Elias unlocked the front chain, hands careful, deliberate. Her skin was cooler than his but not cold. The restraints clinked faintly as he guided her to the platform.

She stepped onto it without being pushed.

Then lay back.

She looked up at the lights as though this were an inconvenience rather than an act of captivity.

When Elias reached for the restraint clip near her right wrist, the creature hissed: Do not bind her. You look at these cuffs and think control. I look at them and think insult.

"I’m not hurting her," Elias muttered under his breath.

You are obeying a man who would vivisect her. That qualifies as hurt.

He snapped the lock into place—gently, as gently as one could with steel. Her wrist didn’t flinch. Her hand didn’t tense.

He secured her left wrist next.

Then crouched to clasp the restraints at her ankles. The metal there was heavier, thicker, reinforced from earlier tests she survived.

Her foot brushed his shoulder accidentally.

He went rigid.

The creature went feral. Touch her again and I’ll take the wheel myself.
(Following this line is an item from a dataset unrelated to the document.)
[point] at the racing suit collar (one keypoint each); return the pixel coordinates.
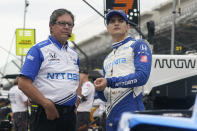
(57, 44)
(117, 44)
You’re a guest in this skull, not the owner.

Elias swallowed hard.

Mercer’s voice came smooth and clinical. "Vitals?"

Elias stood and moved to the console. "Stable. Heart rate steady. Respiration calm. No abnormal spikes."

"Abnormal for a human," Mercer corrected.

Elias hated that the man was right.

He opened a drawer and pulled out fresh gauze, an alcohol pad, a small sampling syringe. Nothing invasive. Nothing she would interpret as threat.

Her eyes followed him anyway.

"Just a bit of blood," he said quietly.